Tyler Coburn

Dear Tyler,

I am a big, big fan of your work!!!

I include three exclamation points (rather than just one), I use the word, “big” twice, and I use a 12-sized font (to contrast with the 11-sized font in the rest of the letter) in the above encomiastic opening, because a fanmail letter begs for such hyperbolic conventions. And of course, I sincerely, truly do admire your work!!! (note the superfluous use of two adjacent adverbs to infuse the sentence with intensity; if read aloud, the enunciation of “sincerely” and “truly” should be elongated and intonated more deeply). The number of exclamation marks used should also convince you of the sincerity behind my admiration, because these exclamation points were once referred to as “admiration points” by the 14th-century Italian poet, Iacopo Alpoleio da Urbisaglia, who claimed to have invented this highly affable tool.

In writing you a letter of admiration, I feel it imperative to be utterly transparent with the orthographic and sociolinguistic choices I make in this letter, because much of your work brilliantly makes transparent what is otherwise overlooked, misunderstood, or violently erased; particularly with your projects questioning the autonomy and authority given to certain contemporary forms of technology. In this case, Microsoft Word’s clean and blemish-free aesthetic belies any pimpling of anxiety and popping of indecision associated with writing. Coincidentally (or not?), the word, “encomiastic” which I used above, spells “cosmetician” when the letters are rearranged. But rather than convey admiration in a beautified way, I want to lay bare the unseemly and inconvenient truths within the process of writing. In doing so, I highlight and perform what you invite your audience and students to do – reflect, dig deeper, intimate, question, and hold hands.
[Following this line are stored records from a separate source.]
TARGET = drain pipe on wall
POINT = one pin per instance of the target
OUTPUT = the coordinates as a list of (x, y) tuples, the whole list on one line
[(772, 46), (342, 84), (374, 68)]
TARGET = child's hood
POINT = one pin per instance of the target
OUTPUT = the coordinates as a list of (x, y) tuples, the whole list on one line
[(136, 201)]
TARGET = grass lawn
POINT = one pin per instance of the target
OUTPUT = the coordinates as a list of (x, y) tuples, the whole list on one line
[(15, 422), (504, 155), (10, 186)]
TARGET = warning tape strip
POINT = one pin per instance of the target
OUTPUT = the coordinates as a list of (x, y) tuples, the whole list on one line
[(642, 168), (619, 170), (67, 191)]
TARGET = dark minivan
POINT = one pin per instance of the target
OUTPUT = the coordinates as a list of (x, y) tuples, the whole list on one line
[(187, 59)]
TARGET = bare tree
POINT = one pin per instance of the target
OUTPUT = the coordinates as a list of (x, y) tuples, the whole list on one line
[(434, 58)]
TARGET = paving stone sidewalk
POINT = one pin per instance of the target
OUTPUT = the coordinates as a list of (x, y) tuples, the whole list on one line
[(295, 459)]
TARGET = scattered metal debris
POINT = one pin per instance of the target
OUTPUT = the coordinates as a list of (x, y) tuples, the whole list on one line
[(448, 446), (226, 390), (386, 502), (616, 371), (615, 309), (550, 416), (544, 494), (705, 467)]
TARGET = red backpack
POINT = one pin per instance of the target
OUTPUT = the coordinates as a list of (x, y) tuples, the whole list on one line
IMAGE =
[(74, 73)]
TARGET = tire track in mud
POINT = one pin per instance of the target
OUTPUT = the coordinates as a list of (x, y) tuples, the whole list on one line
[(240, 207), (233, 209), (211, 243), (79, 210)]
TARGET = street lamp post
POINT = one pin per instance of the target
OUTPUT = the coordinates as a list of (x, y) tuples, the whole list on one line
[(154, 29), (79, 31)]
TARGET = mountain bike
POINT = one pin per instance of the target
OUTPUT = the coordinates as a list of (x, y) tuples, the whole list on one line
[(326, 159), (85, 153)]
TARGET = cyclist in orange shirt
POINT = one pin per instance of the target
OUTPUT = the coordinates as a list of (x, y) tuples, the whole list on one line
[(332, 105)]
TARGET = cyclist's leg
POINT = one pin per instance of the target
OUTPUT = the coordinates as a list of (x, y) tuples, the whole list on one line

Why hold hands?? Because I see your work as a beautiful and necessary invitation to personalize everyday experiences that are increasingly becoming sterile and disconnected. Your art are prompts for us to go beyond the veneer of social normativity, technological efficiency, historical narrativization, and legal discourse.

In closing, after perusing many metaphors that could best encapsulate the impressive intricacy of your work, I settled on the Deleuzian fold. I italicize the Deleuzian fold to highlight the beautifully baroque nature of your thinking: “Italic” comes from the Latin italicus, or “of Italy”; the work of Italian sculptor, Gian Lorenzo Bernini, exquisitely exemplifies the Baroque style; Bernini’s sculpture, David comes from the biblical figure of David who is about to throw the stone that will bring down Goliath; your work highlights seemingly implacable antagonisms between the Goliaths of law, social normativity, bureaucracy, and Siri, and the everyday Davids, including you and I. I see your work (particularly your speech!) to be generative, distinctive, and indicative of depth as well as possibility; just as the Deleuzian folds. You invite your audience into an ever-unfolding conversation between the material, embodied and transcendent.

Thank you for offering such alluring labyrinths for our senses to meander through, rapaciously explore, and weave into new, thoughtful forms.